Of course, within stock markets there are always going to be winners and losers. Grubman says for live events businesses, 2021 will ultimately “come down to: Do [investors] envision butts in seats? If they do, then they’re going to give credit to the revenues. And if they don’t, they won’t.” While it’s likely to be months before stadiums are full again, “markets look forward pretty far,” the SEAH executive chairman reminded. “[If] people start to take the vaccine in [large] numbers and it’s working and the COVID-19 numbers are going down during the winter, that should bode well for [live event] stocks,” he said. That includes publicly traded teams and rights owners (see: BATRA, MSGS, JVTSF, MANU, FWONA and WWE), venues (see: MSGE, DVD, CHDN), ticketing (see: LYV) and F&B companies (ARMK).

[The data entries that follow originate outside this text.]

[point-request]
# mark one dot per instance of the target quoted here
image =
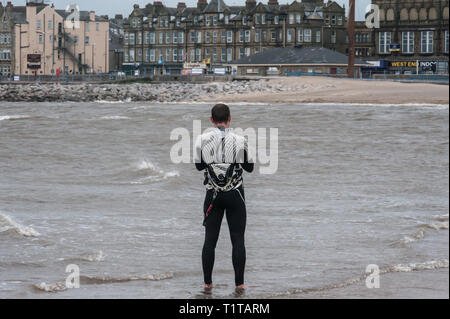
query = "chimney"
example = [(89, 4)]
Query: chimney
[(250, 4), (202, 4)]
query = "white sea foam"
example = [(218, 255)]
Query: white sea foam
[(145, 165), (7, 224), (98, 280), (12, 117), (115, 117)]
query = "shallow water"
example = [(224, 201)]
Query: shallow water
[(92, 184)]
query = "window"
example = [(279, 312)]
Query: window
[(247, 35), (168, 53), (229, 36), (276, 20), (175, 55), (307, 35), (152, 55), (427, 42), (318, 36), (291, 18), (229, 54), (300, 35), (241, 52), (152, 37), (384, 42), (289, 35), (167, 37), (446, 41), (175, 37), (408, 42)]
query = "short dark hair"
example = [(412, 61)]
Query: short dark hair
[(220, 113)]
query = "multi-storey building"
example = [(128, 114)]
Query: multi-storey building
[(159, 39), (413, 35), (6, 41), (48, 41), (116, 37)]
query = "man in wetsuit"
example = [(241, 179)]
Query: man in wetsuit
[(223, 155)]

The JohnWallStreet Sports Stock index surged 20% in November on the back of its sports betting-related components (see: TSCRF, DKNG, PDYPY, PENN, WIMHY, SGMS, PBTHF). But Brusuelas and Ablin both warned that troubles may lie ahead for a sector many presume is on a rocket ship. “There is a portion of the [sports betting] industry at risk of becoming oversaturated,” Brusuelas said. “Incomes are likely to be restrained for a number of years—even if the economy rebounds. And I don’t see how companies related to sports betting perform better [in the future] than they did at a time when we had lots of young men with little to do, who [still] switched over to investing in public equity markets as opposed to betting on sports.” Ablin agreed it’s going to be an uphill battle to convert those who transitioned to day trading back into sports bettors: “A lot of these guys who have seen their bets pay off in the stock market are going to be reluctant to go back and pay a 10% vig [to a sportsbook].” Grubman had a different take—he continues to like the space and thinks that sports betting is becoming mainstream entertainment and thus is likely to continue to grow in popularity.

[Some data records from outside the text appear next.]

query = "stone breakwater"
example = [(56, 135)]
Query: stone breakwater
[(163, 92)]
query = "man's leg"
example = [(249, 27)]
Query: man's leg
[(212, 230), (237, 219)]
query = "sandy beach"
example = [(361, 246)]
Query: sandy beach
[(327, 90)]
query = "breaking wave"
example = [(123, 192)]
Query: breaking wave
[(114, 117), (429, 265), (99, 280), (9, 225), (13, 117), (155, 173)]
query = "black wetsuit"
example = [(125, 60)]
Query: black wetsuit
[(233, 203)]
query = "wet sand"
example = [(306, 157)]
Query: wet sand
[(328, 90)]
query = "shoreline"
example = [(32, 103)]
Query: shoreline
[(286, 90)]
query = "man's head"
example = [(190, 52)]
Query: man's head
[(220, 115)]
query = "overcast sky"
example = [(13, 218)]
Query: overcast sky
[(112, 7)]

The sports media landscape will continue its evolution in 2021 as consumers increasingly realize “it is simpler [and cheaper] to subscribe to the apps [than linear cable],” Brusuelas predicted. While that’s not great news for the index companies that own television networks (think: DIS, T, CMCSA, FOX, VIAC), Grubman said it’s not nearly as problematic as it may seem for most, either. That’s because the majority of the linear networks with sports media rights are owned by entities with other irons in the fire. “You could argue NBC has a real problem,” he explained. “But [the company] is owned by Comcast. And you could cut all the cords you want on Comcast cable and [they] still have Comcast internet. So, Comcast will be fine, and anything they own will be fine.” The same can’t be said for companies that are “purely or mostly linear” and don’t have those other revenue streams to count on (think: SBGI).

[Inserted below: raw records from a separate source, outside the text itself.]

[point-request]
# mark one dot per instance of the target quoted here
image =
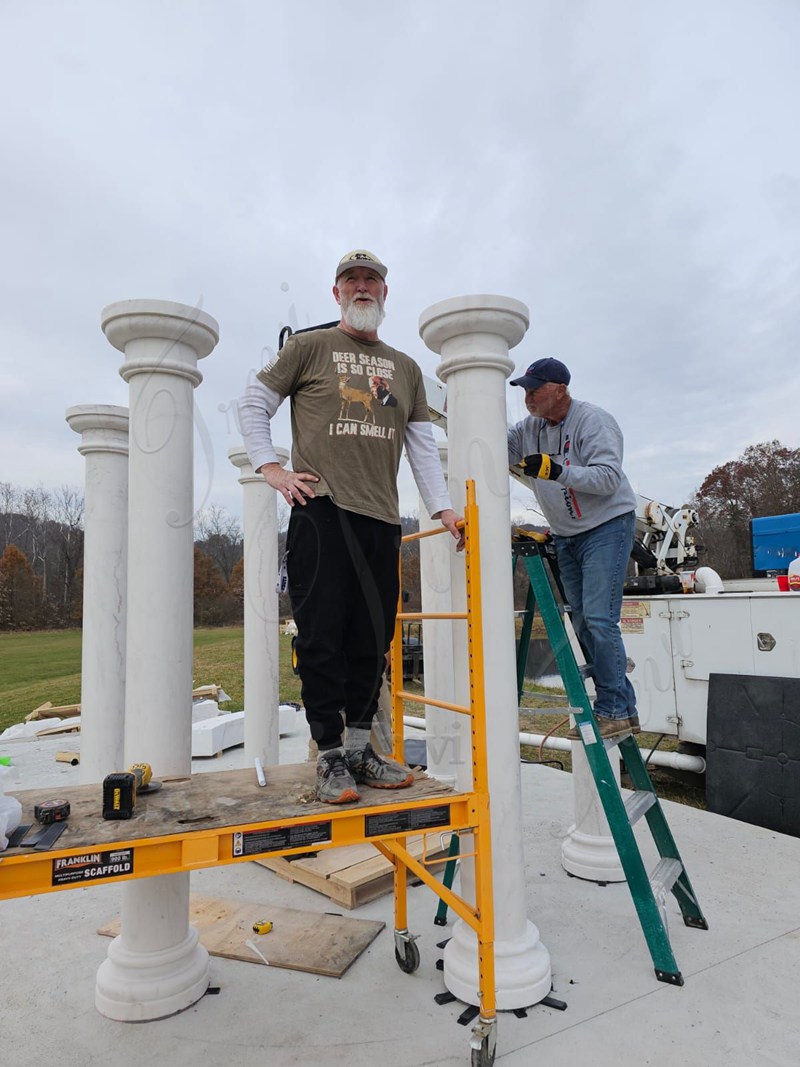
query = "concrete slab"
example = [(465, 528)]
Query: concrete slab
[(737, 1007)]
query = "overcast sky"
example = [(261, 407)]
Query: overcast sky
[(628, 169)]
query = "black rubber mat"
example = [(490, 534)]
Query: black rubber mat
[(753, 750)]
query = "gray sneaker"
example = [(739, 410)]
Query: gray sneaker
[(369, 768), (334, 781)]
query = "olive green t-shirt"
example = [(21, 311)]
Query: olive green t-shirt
[(351, 401)]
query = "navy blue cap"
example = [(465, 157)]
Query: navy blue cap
[(543, 371)]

The video game and esports industry was among those that benefited from COVID-19, so it’s fair to wonder if the business is destined for a setback in ’21 as the economy opens back up (as it stands, the U.S. economy is operating at 79% capacity). Grubman didn’t think there was “any turning back. People are not going to all of a sudden stop using all of the electronic devices and entertainment and media that they’ve increasingly used during COVID. That trend has been established and it will only become stronger.” Brusuelas agreed that the video gaming sector represents a “frontier market” with the potential for “massive growth over the next five years.” EA and TTWO, two gaming equities within the index, should be among those who benefit.